なお、顧客からのフィードバックや点数といったデータは従業員NPSに役立つデータです。2種類のNPSを併用することで効率的に業務水準を向上させていくことができるでしょう。

NPSを利用する際のポイント

自社にNPSを導入する際には、会社全体でNPS向上に取り組める環境を構築することが重要です。企業成長率との相関性や導入の簡易さなど、担当者がメリットを正しく理解し、経営層や従業員に説明する必要があります。

従業員にNPSの説明を行うときは、NPSの実施が従業員の負担にならず、モチベーション向上に役立つといったメリットを強調しましょう。実際に導入した後は、顧客から寄せられたフィードバックを従業員へ還元し、業務水準を上げていく過程に移るようにしてください。

なお、NPSの概要やメリットを職場内で上手く共有できていないと問題を引き起こしやすくなるため、実施の際には詳しく説明するようにしましょう。

また、経営層にNPSの必要性を説明する際には、業界大手によるNPSの導入事例や競合他社のNPS導入状況といったデータを用いることをおすすめします。導入によってどれくらい収益が見込めるかを合理的に説明できるように資料を揃えておくことがポイントです。

しばらくNPSを運用してサンプル数が集まってきたら、NPSの平均点やアンケートの回答など各種データを集計、分析する必要があります。

0~10の評価と合わせて、品質・価格・従業員の対応といった要素をアンケート調査してみましょう。自社が提供しているサービスのうち、どの要素がNPSに影響を及ぼしているかを把握するのに、アンケートは有効性が高い手段になります。そして、収集したデータを基に業務手順の変更と共有を行うことも忘れずに実施しましょう。

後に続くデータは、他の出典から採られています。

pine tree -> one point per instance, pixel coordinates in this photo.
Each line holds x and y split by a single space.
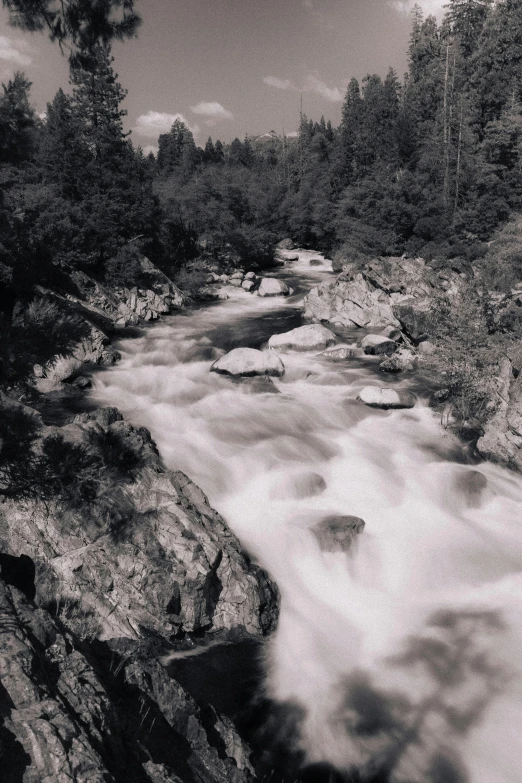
78 25
17 121
350 131
467 19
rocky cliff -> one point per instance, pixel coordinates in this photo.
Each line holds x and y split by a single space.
90 712
105 574
405 294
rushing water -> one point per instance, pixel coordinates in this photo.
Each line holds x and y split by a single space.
404 655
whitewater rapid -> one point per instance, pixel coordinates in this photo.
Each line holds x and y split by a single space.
404 654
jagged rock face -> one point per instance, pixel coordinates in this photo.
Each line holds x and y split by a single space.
171 566
312 337
502 438
387 399
271 286
249 362
74 712
349 303
385 292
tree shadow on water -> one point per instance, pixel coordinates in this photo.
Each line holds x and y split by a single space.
413 736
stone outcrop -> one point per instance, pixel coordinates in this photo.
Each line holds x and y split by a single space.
386 399
158 560
502 438
272 286
336 533
87 712
312 337
386 292
103 312
377 345
248 362
341 352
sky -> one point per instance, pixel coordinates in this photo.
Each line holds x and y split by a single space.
232 67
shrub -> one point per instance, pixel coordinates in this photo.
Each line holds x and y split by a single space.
124 269
39 331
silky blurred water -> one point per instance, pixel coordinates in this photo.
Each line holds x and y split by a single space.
405 654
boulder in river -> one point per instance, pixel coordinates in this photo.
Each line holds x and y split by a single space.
285 244
415 317
312 337
376 397
271 286
378 344
336 533
400 361
247 362
342 352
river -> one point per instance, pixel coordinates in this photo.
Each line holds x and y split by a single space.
403 658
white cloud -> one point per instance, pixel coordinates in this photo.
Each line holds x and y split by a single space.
212 109
279 84
405 7
10 51
151 124
314 84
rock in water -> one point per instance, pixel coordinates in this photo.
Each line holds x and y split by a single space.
285 244
335 534
377 344
248 362
342 352
271 286
415 317
399 362
376 397
312 337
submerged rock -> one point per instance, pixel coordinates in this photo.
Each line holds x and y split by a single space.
377 344
342 352
400 361
271 286
415 317
336 533
376 397
285 244
248 362
312 337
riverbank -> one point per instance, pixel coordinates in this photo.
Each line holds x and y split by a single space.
277 458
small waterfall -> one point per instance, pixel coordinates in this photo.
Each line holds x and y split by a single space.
402 656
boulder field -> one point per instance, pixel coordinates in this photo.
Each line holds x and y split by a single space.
397 297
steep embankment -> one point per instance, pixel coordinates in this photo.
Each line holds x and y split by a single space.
410 295
121 569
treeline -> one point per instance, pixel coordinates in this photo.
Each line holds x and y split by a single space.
430 165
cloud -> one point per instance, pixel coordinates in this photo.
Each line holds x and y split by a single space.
279 84
314 84
212 109
10 52
151 124
404 7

また、NPSのスコアは基本的にマイナス値になるということについても、あらかじめ説明しておいた方がいいかもしれません。

特に、日本では欧米に比べてNPSが低くなりやすいとされているため、導入初期はスコアの低さを見て厳しさを感じるかもしれません。

一方で、ベイン・アンド・カンパニーのオフィスパートナーであるロブ・マーチ氏によると、日本人は5点満点なら3点、10点満点なら5点を選びやすい傾向があるようです。つまり日本人は迷った際に中間値を取りやすいとされています。NPSだと0~6点の批判者に分類される人が増えやすい要因でもあります。

したがって、NPSがマイナス値であることを気にするよりも、調査を重ねるごとにNPSがどう変動しているかを重視することがポイントです。他社のNPSや顧客からのフィードバックなどを参考にして、商品やサービスの質を継続的に改善していくことが重要です。

まとめ

NPSは企業に対する信用性を測る指標であり、導入することで売上高の向上やフィードバックの増加による商品・サービス向上が見込めます。1つの質問で商品・サービスの改善に必要なデータを収集できる手軽さが特徴で、将来的に日本国内でもNPSを導入する企業は増えていくと考えられます。

会社全体でNSPの認知度を高め、社員一人ひとりが評価レベルを把握することで、従来の業務もより質の高いもの・本質的な取り組みへと変わるはずです。今後NPSの導入を検討されている方は、当記事で紹介したNPSの特徴や調査方法などを参考にしてみてください。